Graças a esses e outros elementos, tais como a personalidade carismática e o sucesso junto ao público feminino, Collor subiu rapidamente nas pesquisas. E tão logo mostrou ser o único com condições de vencer Lula e Brizola, passou a ser apoiado pela TV Globo e a receber doações de empresários.

Collor e Lula foram os dois candidatos mais votados e credenciaram-se para disputar o segundo turno. Lula foi apoiado pelos partidos de esquerda (PCB, PC do B, PSB); por setores progressistas do PMDB e do PSDB; por setores intelectualizados da classe média e por uma parcela importante da Igreja; pela CUT (Central Única dos Trabalhadores); e por Leonel Brizola, dono de muitos votos, pois havia sido o terceiro colocado no primeiro turno.

Collor, por sua vez, recebeu o apoio de grande parte do empresariado, dos partidos de direita (PFL, PDS, etc.), de setores mais conservadores do PSDB e do PMDB e de importantes líderes sindicais de São Paulo, entre eles Medeiros e Magri. Collor recebeu votos de todas as classes sociais, sobretudo do eleitorado pobre, a quem o candidato chamava de “descamisados”. E contou com o apoio da TV Globo, que foi um fator decisivo na campanha.
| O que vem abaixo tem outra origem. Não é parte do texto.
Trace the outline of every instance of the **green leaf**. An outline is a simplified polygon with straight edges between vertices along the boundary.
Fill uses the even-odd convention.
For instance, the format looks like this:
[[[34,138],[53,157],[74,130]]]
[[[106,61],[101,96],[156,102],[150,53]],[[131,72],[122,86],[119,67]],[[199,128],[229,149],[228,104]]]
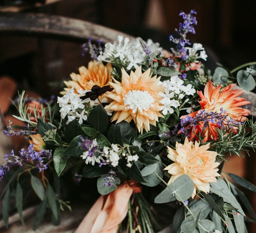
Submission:
[[[236,230],[239,233],[245,233],[245,224],[244,223],[244,217],[242,215],[233,215]]]
[[[100,167],[98,165],[93,166],[89,163],[84,166],[82,174],[84,177],[88,178],[97,177],[107,173],[110,169],[107,165]]]
[[[216,182],[211,183],[210,190],[223,198],[225,202],[229,203],[238,209],[238,211],[243,215],[245,215],[240,204],[235,196],[229,190],[227,183],[221,178],[218,178]]]
[[[11,197],[10,187],[8,186],[4,196],[3,200],[3,218],[4,225],[6,227],[9,225],[9,210],[10,210],[10,199]]]
[[[195,216],[198,216],[201,212],[199,216],[199,219],[200,220],[205,218],[212,209],[204,198],[197,201],[190,206],[189,208]],[[189,213],[188,213],[190,214]]]
[[[19,183],[17,184],[16,189],[16,206],[17,207],[18,212],[20,216],[20,219],[24,224],[24,220],[23,219],[23,212],[22,202],[23,197],[22,195],[22,189]]]
[[[140,151],[138,153],[138,155],[139,157],[139,160],[146,164],[155,163],[158,161],[158,159],[144,151]]]
[[[184,233],[191,233],[196,228],[196,220],[192,215],[186,218],[181,226],[181,230]]]
[[[37,119],[37,131],[41,135],[43,135],[46,131],[53,128],[53,127],[49,123]]]
[[[246,180],[239,175],[232,174],[232,173],[227,173],[228,175],[234,181],[242,187],[250,190],[253,192],[256,192],[256,186],[253,184],[251,183]]]
[[[33,230],[35,231],[38,227],[40,223],[43,220],[43,218],[46,209],[46,196],[44,197],[42,202],[38,206],[36,213],[36,216],[34,221]]]
[[[155,71],[154,74],[166,77],[178,75],[181,74],[175,69],[168,67],[160,67]]]
[[[138,138],[139,139],[142,139],[145,137],[149,137],[153,135],[156,135],[156,132],[155,131],[149,131],[149,132],[144,133],[143,134],[140,134],[138,136]]]
[[[106,174],[102,176],[101,177],[99,177],[98,178],[97,180],[98,191],[102,195],[106,195],[113,192],[114,190],[117,188],[117,186],[116,185],[119,184],[120,183],[120,179],[119,178],[115,176],[113,176],[115,181],[114,185],[111,187],[107,185],[104,185],[103,184],[105,182],[104,178],[107,176],[110,176],[111,175],[109,174]]]
[[[121,159],[119,160],[119,164],[124,173],[128,175],[131,180],[139,182],[146,182],[135,163],[134,162],[132,164],[131,167],[128,167],[126,166],[126,162],[122,159]]]
[[[215,229],[218,230],[220,233],[222,233],[222,221],[220,216],[214,210],[212,212],[212,221],[215,225]]]
[[[80,124],[75,119],[70,122],[64,131],[65,140],[68,143],[70,143],[75,137],[83,134]]]
[[[102,146],[108,147],[110,145],[110,143],[108,140],[104,135],[100,133],[97,132],[96,134],[96,140],[98,142],[102,142],[101,145]]]
[[[200,221],[199,223],[200,225],[198,224],[198,229],[200,233],[211,233],[213,231],[215,225],[212,221],[204,219]]]
[[[211,196],[209,194],[206,194],[206,193],[204,193],[203,195],[204,198],[205,198],[205,199],[207,201],[207,202],[209,203],[209,204],[211,206],[211,207],[212,208],[212,209],[214,210],[222,219],[224,219],[224,216],[223,215],[222,212],[219,207],[219,206],[217,205]]]
[[[46,194],[48,203],[51,207],[52,213],[55,218],[58,218],[58,210],[57,204],[56,202],[56,197],[55,193],[52,186],[48,184],[46,187]]]
[[[181,231],[181,223],[184,220],[184,208],[182,207],[177,210],[173,217],[172,221],[172,231],[174,232],[180,232]]]
[[[108,124],[108,117],[101,105],[95,107],[88,116],[88,122],[91,127],[103,133]]]
[[[188,199],[192,194],[195,188],[193,182],[187,175],[176,179],[167,186],[155,198],[155,203],[165,203],[176,199],[180,200],[176,195],[178,194],[182,201]]]
[[[251,205],[250,202],[248,200],[248,199],[247,199],[246,196],[245,196],[244,193],[236,187],[236,190],[238,194],[240,200],[241,200],[243,204],[248,211],[248,212],[251,215],[252,218],[256,221],[256,215],[255,215],[252,206]]]
[[[108,132],[108,139],[110,143],[122,145],[123,143],[120,126],[112,124]]]
[[[156,156],[156,158],[159,159],[157,162],[147,165],[141,170],[141,174],[143,176],[143,178],[147,182],[147,183],[141,182],[142,184],[149,187],[153,187],[161,183],[161,180],[156,175],[155,173],[161,178],[162,178],[164,176],[164,166],[160,156],[158,155]],[[143,175],[143,173],[147,174],[149,172],[149,170],[150,169],[149,169],[148,167],[146,168],[146,171],[145,171],[144,169],[146,169],[147,167],[150,166],[153,166],[155,164],[156,165],[156,167],[154,170],[154,167],[151,167],[151,172],[150,173],[146,176]],[[144,171],[143,171],[143,170],[144,170]]]
[[[81,141],[81,137],[82,136],[79,135],[73,138],[69,145],[63,152],[63,154],[67,156],[78,156],[82,154],[84,150],[78,144],[78,142]]]
[[[34,176],[31,176],[31,185],[36,195],[43,201],[45,196],[45,191],[41,181]]]
[[[255,88],[255,80],[253,77],[244,70],[240,70],[236,76],[239,86],[245,91],[252,91]]]
[[[64,147],[59,147],[53,153],[53,164],[58,176],[60,176],[67,163],[67,156],[63,154],[65,149]]]
[[[84,132],[89,137],[93,137],[97,132],[97,131],[95,128],[85,126],[82,127],[82,129]]]
[[[212,80],[215,83],[225,84],[227,83],[228,76],[228,73],[226,70],[222,67],[217,67],[214,71]]]

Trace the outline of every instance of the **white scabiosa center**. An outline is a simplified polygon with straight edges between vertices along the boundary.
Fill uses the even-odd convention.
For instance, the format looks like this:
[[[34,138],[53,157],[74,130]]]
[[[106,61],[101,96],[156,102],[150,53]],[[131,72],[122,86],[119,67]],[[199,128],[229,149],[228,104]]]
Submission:
[[[137,111],[147,111],[152,106],[154,98],[147,91],[129,91],[123,98],[126,109],[131,109],[133,113]]]

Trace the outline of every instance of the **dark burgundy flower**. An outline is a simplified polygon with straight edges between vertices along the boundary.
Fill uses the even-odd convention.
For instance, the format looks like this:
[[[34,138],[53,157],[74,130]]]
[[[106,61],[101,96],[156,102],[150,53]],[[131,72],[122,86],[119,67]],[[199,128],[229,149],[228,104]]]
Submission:
[[[90,91],[87,92],[85,96],[82,96],[80,98],[83,100],[90,98],[91,100],[94,101],[98,98],[99,96],[101,96],[106,92],[111,92],[113,90],[114,88],[111,88],[109,85],[102,88],[97,85],[94,85]]]

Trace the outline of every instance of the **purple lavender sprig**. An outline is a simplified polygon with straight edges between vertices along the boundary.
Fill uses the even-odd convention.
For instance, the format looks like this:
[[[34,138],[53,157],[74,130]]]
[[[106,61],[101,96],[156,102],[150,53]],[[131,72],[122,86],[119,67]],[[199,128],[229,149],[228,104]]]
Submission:
[[[188,137],[189,133],[191,129],[194,130],[196,125],[201,124],[202,122],[204,124],[203,130],[205,130],[209,127],[210,123],[217,124],[219,127],[224,129],[227,128],[233,129],[234,126],[237,126],[242,124],[241,121],[237,121],[230,118],[226,114],[226,111],[222,108],[220,108],[220,112],[218,113],[201,110],[198,111],[194,117],[186,116],[181,119],[181,131]],[[188,125],[188,127],[187,127]]]
[[[9,120],[8,122],[9,125],[7,126],[7,129],[4,131],[4,133],[7,136],[30,136],[32,134],[37,133],[36,132],[29,128],[29,125],[28,124],[24,125],[23,129],[15,131],[12,127],[12,121]]]
[[[102,42],[102,40],[98,40],[97,44],[96,45],[92,43],[92,38],[89,38],[88,39],[88,42],[81,46],[82,56],[84,57],[86,53],[89,53],[91,55],[91,58],[97,60],[100,52],[103,50],[101,45]]]
[[[0,166],[0,181],[2,181],[4,176],[6,174],[11,167],[15,165],[22,167],[23,162],[28,162],[35,165],[40,172],[43,170],[47,169],[47,163],[43,163],[43,157],[50,159],[52,157],[51,150],[43,149],[40,152],[36,151],[33,148],[33,146],[34,144],[30,144],[27,150],[22,148],[19,151],[19,156],[14,154],[13,150],[12,150],[10,154],[5,154],[4,158],[6,160],[7,162]],[[13,160],[9,159],[9,156],[12,157]]]
[[[188,33],[192,34],[196,33],[193,25],[196,25],[197,21],[193,15],[196,14],[194,10],[191,10],[187,14],[182,11],[181,11],[179,15],[182,17],[184,21],[183,23],[179,24],[178,29],[175,29],[179,38],[174,38],[172,35],[170,35],[169,37],[170,41],[176,45],[175,48],[171,48],[172,51],[175,55],[181,57],[183,61],[186,61],[188,58],[187,50],[185,46],[186,45],[190,44],[189,41],[187,39],[187,34]]]

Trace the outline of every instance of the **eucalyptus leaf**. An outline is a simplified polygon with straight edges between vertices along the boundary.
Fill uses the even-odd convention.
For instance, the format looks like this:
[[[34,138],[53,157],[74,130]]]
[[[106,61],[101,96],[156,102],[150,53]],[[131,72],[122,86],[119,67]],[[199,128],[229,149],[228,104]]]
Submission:
[[[239,86],[245,91],[252,91],[255,88],[255,82],[251,75],[245,71],[240,70],[236,76],[237,83]]]
[[[43,201],[45,195],[44,188],[41,181],[35,176],[31,176],[31,185],[36,195]]]
[[[55,218],[58,218],[58,210],[57,209],[57,204],[56,202],[56,197],[55,193],[52,186],[48,184],[46,187],[46,194],[48,203],[51,207],[53,214]]]
[[[89,137],[93,137],[97,132],[97,130],[96,129],[94,128],[91,128],[90,127],[84,126],[82,127],[82,129],[84,133]]]
[[[108,117],[101,105],[94,107],[88,116],[88,122],[91,127],[103,133],[108,124]]]
[[[101,177],[99,177],[97,180],[97,188],[98,188],[98,191],[102,195],[106,195],[113,192],[117,188],[117,184],[119,184],[120,183],[120,179],[119,178],[113,176],[115,179],[114,183],[113,186],[109,186],[108,185],[104,185],[104,183],[106,182],[104,179],[108,176],[111,176],[111,175],[109,174],[106,174],[102,176]]]
[[[16,207],[17,207],[18,212],[20,216],[20,219],[24,224],[24,220],[23,219],[23,197],[22,189],[19,183],[17,184],[16,188]]]
[[[181,228],[184,233],[191,233],[196,228],[196,220],[192,215],[186,218],[181,224]]]
[[[195,188],[194,183],[187,175],[177,178],[167,186],[155,198],[155,203],[165,203],[175,200],[182,201],[188,199]]]
[[[11,193],[10,187],[9,186],[5,192],[3,200],[3,218],[4,225],[8,227],[9,225],[9,211],[10,210],[10,200]]]
[[[80,124],[76,119],[69,123],[64,131],[65,140],[68,143],[70,143],[74,137],[82,133]]]
[[[67,156],[63,154],[65,149],[64,147],[59,147],[53,153],[53,164],[58,176],[60,176],[67,163]]]
[[[237,209],[240,213],[245,215],[240,204],[233,193],[229,190],[227,183],[223,179],[218,178],[217,182],[211,183],[210,185],[210,190],[211,192],[221,197],[225,202],[231,204]]]
[[[223,233],[223,223],[219,215],[214,210],[212,211],[212,221],[215,225],[215,229],[218,230],[220,233]]]
[[[237,232],[239,233],[245,233],[245,224],[244,223],[244,217],[242,215],[235,214],[233,216],[233,217]]]
[[[227,174],[229,176],[229,177],[236,183],[237,183],[244,188],[245,188],[256,192],[256,186],[254,184],[253,184],[245,179],[237,175],[232,173],[227,173]]]
[[[214,224],[210,220],[201,220],[199,223],[198,229],[200,233],[212,233],[214,229]]]
[[[33,226],[33,230],[35,231],[40,223],[43,220],[43,218],[45,213],[45,210],[46,209],[46,196],[44,197],[44,199],[41,203],[37,208],[37,210],[36,213],[36,215],[34,221],[34,225]]]
[[[222,67],[217,67],[214,71],[212,80],[215,83],[225,84],[227,83],[228,76],[228,73],[226,70]]]

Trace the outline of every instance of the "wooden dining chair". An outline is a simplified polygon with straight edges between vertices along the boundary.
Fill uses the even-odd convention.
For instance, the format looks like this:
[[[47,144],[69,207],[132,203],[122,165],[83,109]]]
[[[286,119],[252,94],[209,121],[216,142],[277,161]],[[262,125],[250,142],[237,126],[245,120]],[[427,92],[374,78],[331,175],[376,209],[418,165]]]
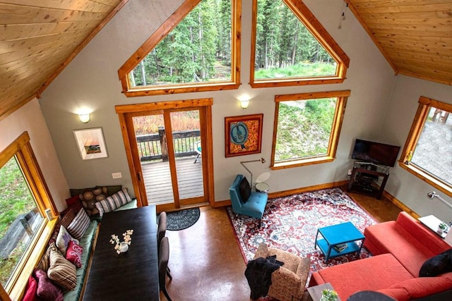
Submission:
[[[157,254],[160,254],[160,242],[162,242],[162,238],[165,237],[166,232],[167,213],[165,211],[162,211],[158,216],[158,228],[157,228]],[[172,276],[170,272],[171,272],[171,270],[170,269],[170,268],[167,268],[167,275],[168,275],[168,277],[171,278]]]
[[[158,227],[157,228],[157,245],[160,249],[160,242],[167,232],[167,213],[162,211],[158,215]]]
[[[168,238],[166,236],[162,238],[160,242],[160,252],[158,257],[158,283],[160,287],[160,290],[163,290],[165,297],[167,297],[168,301],[172,301],[168,292],[167,291],[167,275],[168,275],[170,280],[172,280],[172,277],[168,273],[168,260],[170,259],[170,242]]]

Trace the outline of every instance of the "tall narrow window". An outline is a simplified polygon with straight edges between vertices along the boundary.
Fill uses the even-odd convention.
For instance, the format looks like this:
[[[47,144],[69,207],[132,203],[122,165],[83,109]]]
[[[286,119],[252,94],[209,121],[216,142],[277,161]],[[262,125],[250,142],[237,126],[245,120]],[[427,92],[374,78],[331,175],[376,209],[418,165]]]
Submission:
[[[119,69],[126,95],[237,89],[240,1],[186,1]]]
[[[251,86],[344,80],[348,57],[302,1],[253,4]]]
[[[452,104],[421,97],[400,165],[452,196]]]
[[[273,169],[332,161],[350,91],[277,95]]]
[[[56,221],[44,218],[46,209],[58,214],[25,132],[0,152],[0,283],[12,300],[19,299]]]
[[[13,156],[0,168],[0,283],[4,287],[35,238],[42,219]]]

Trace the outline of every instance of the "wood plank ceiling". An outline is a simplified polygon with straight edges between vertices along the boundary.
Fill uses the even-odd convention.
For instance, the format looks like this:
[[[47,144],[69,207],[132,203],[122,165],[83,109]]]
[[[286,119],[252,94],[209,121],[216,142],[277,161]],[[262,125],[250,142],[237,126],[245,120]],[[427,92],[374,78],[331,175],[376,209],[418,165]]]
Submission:
[[[452,85],[452,1],[348,2],[396,73]]]
[[[452,85],[452,1],[345,1],[396,73]],[[0,1],[0,120],[39,97],[127,1]]]
[[[0,120],[39,97],[127,1],[0,1]]]

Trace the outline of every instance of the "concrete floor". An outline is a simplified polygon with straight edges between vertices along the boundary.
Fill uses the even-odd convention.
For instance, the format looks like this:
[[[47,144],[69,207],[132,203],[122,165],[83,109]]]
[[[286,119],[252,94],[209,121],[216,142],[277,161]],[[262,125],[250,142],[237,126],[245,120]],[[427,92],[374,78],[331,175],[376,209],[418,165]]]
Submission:
[[[394,220],[400,211],[387,200],[350,195],[379,221]],[[172,281],[167,278],[167,288],[172,300],[250,300],[246,266],[225,208],[201,207],[196,223],[185,230],[168,231],[167,236],[172,275]],[[160,300],[167,300],[162,293]]]

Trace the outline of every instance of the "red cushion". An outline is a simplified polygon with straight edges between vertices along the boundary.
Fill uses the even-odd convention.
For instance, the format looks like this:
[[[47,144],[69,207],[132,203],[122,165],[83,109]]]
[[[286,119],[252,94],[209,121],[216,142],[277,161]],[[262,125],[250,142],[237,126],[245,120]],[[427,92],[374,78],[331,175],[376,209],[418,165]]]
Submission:
[[[392,254],[413,276],[417,277],[424,262],[436,254],[394,221],[369,226],[364,236],[364,247],[371,242],[381,252]]]
[[[70,240],[66,252],[66,259],[80,268],[82,266],[82,253],[83,253],[83,247],[77,245],[73,240]]]
[[[37,291],[37,282],[32,276],[28,277],[28,283],[25,289],[25,294],[22,301],[38,301],[36,292]]]
[[[445,277],[420,277],[405,280],[391,287],[407,290],[411,299],[422,298],[452,288],[452,281]]]
[[[36,294],[41,300],[64,301],[63,291],[59,286],[54,284],[47,274],[42,270],[35,271],[35,276],[37,278],[37,292]]]
[[[368,257],[319,271],[324,282],[331,283],[341,300],[359,290],[378,290],[412,278],[391,254]]]

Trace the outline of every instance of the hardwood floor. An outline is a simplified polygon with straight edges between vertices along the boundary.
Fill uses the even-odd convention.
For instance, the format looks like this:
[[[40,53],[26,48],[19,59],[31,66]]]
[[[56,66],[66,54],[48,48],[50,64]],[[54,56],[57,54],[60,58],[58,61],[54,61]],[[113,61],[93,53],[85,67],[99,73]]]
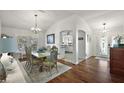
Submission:
[[[73,65],[68,62],[60,60],[72,69],[64,74],[54,78],[48,83],[121,83],[124,82],[124,77],[110,74],[109,62],[103,60],[96,60],[91,57],[78,65]]]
Eram duas candidaturas radicais, extremamente diferentes, e que provocaram uma polarização ideológica do eleitorado. As fortes diferenças entre os candidatos levava muitos eleitores a votarem num deles para evitar a vitória do outro, daí que ambos tinham altos índices de rejeição. Como sabemos todos, Collor venceu e, no dia 15 de março de 1990, tomou posse na presidência da República, substituindo José Sarney.